We are just now scratching the surface of incorporating voice user interface (VUI) with natural language generation (NLG) and the future landscape is an exciting one. By utilizing NLG, platforms such as Amazon’s Alexa can now have more human-like conversations.

The current state of VUIs and voice user experience (VUX) leaves a lot to be desired. Most of the focus when designing a VUI that delivers a enjoyable VUX revolves around paying a lot of attention to a user’s potential requests. Responses however, typically sound awkward and very unnatural. By leveraging NLG, responses can become more human like, become conversational, and lead user’s on a unique journey through a skill. This leads to an optimal VUX.

In January, Automated Insights and Amazon Alexa hosted the first conversational language hackathon, highlighting this new incorporation of NLG. Teams from around the country gathered at Automated Insights’ headquarters to teach Alexa new NLG based skills. Demonstrating cutting-edge integrations using Automated Insights’ Wordsmith platform and Alexa, projects analyzed company stocks, evaluated soccer plays, reported on a loved-one’s well-being, shared a child’s academic status, suggested television shows, music and concerts, and prepared a financial advisor for a client meeting.

The Alexa + Wordsmith Hackathon Recap Video

As the technology continues to evolve, product managers, designers, and writers of voice interfaces interested in making new NLG based Alexa skills need to change the way in which they design those new skills. Quite simply, it is time to start “designing for the ear.” When setting out to develop a new skill which utilizes NLG, it is important to keep three things in mind.

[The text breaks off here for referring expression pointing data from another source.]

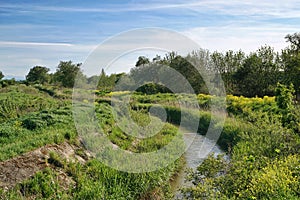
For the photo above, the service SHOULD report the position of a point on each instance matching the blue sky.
(46, 32)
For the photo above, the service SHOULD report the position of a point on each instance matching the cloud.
(26, 44)
(236, 37)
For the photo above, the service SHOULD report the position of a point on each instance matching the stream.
(193, 157)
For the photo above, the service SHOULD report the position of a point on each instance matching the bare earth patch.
(18, 169)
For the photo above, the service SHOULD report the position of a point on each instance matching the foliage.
(38, 74)
(1, 75)
(67, 72)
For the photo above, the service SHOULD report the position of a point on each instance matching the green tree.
(226, 65)
(258, 74)
(38, 74)
(291, 62)
(142, 60)
(1, 75)
(67, 72)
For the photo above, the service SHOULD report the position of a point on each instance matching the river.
(199, 147)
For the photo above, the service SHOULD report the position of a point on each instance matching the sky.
(46, 32)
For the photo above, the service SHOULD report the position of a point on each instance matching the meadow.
(261, 138)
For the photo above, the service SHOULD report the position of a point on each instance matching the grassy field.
(261, 140)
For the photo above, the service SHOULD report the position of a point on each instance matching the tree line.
(253, 74)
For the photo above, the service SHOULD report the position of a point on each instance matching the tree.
(1, 75)
(67, 72)
(38, 74)
(258, 74)
(142, 60)
(291, 62)
(294, 39)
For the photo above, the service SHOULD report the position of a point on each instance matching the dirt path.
(18, 169)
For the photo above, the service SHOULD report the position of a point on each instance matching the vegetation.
(260, 136)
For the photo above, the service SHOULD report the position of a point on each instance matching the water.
(199, 148)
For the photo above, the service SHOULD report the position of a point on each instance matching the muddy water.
(199, 148)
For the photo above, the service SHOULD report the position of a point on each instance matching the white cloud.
(26, 44)
(235, 37)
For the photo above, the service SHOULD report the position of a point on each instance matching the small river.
(198, 149)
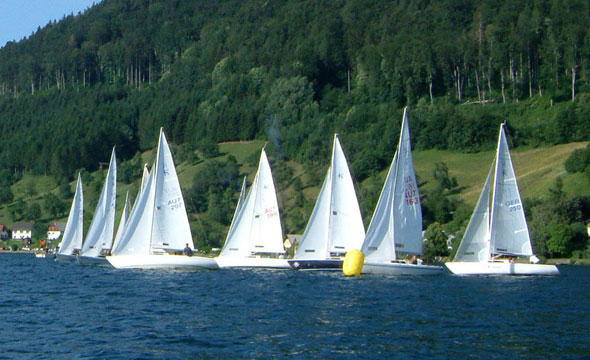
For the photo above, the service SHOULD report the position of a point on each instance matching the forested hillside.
(293, 73)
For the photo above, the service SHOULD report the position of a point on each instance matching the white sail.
(239, 205)
(137, 234)
(396, 225)
(475, 245)
(379, 243)
(171, 229)
(336, 225)
(100, 233)
(123, 221)
(258, 225)
(72, 237)
(509, 233)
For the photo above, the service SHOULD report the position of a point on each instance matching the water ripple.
(52, 310)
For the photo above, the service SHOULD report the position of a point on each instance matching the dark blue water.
(52, 310)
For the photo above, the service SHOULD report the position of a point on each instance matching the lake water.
(68, 311)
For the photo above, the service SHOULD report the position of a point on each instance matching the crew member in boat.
(187, 251)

  1. Have a good user interface
  2. Make it sound human
  3. Keep it simple

Building a Good User Interface:

Having a good user interface may seem like an easy tenet of designing a new skill for the Alexa platform. Often times, especially with a new kind of user interface where best practices are yet to be defined, this can be easily overlooked. It is essential to make functions discoverable.

Building Faith

As a user interacts with the device, the skill should offer suggestions that facilitate user discovery. Perhaps, including responses such as “Would you like to check your balance,” “Would you like to purchase more credits,” and the like offer a pathway to take a user deeper into the interface. Building trust with the user provides a great user experience. This can be achieved by a subtle or implicit confirmation of the user’s request. Provide responses that incorporate the user’s original question. “Buy tickets for the new Star Wars,” a user may state. Responding with, “Star Wars: Rogue One is playing at 7:30 and 9, which would you like?” lets the user psychologically build faith in the skill.

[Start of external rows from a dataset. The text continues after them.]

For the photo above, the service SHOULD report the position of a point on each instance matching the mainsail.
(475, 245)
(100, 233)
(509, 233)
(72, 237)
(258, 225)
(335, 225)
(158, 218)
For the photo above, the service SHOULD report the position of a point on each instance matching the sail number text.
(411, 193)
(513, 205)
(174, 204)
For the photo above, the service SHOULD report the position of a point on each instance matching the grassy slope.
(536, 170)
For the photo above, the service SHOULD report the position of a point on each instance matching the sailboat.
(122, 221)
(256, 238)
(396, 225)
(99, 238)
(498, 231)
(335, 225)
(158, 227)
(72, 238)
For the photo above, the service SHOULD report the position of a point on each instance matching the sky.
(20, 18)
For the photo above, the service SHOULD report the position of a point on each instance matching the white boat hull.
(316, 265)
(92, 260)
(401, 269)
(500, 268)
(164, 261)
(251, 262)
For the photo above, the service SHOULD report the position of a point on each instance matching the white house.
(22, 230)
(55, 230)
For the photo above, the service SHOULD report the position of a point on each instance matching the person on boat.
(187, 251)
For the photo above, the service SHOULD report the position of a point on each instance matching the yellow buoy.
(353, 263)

Accounting for Question Variability

Likewise, it is important to allow users to ask questions in different ways. For instance, if a user is attempting to check the balance within an account and ask, “How many credits do I have,” a bad response would be “I didn’t understand that, you can say ‘check your balance.'” By incorporating NLG into a new skill, the user’s seemingly vague question can be understood and appropriate responses can be utilized to guide the user through the depth of the new skill.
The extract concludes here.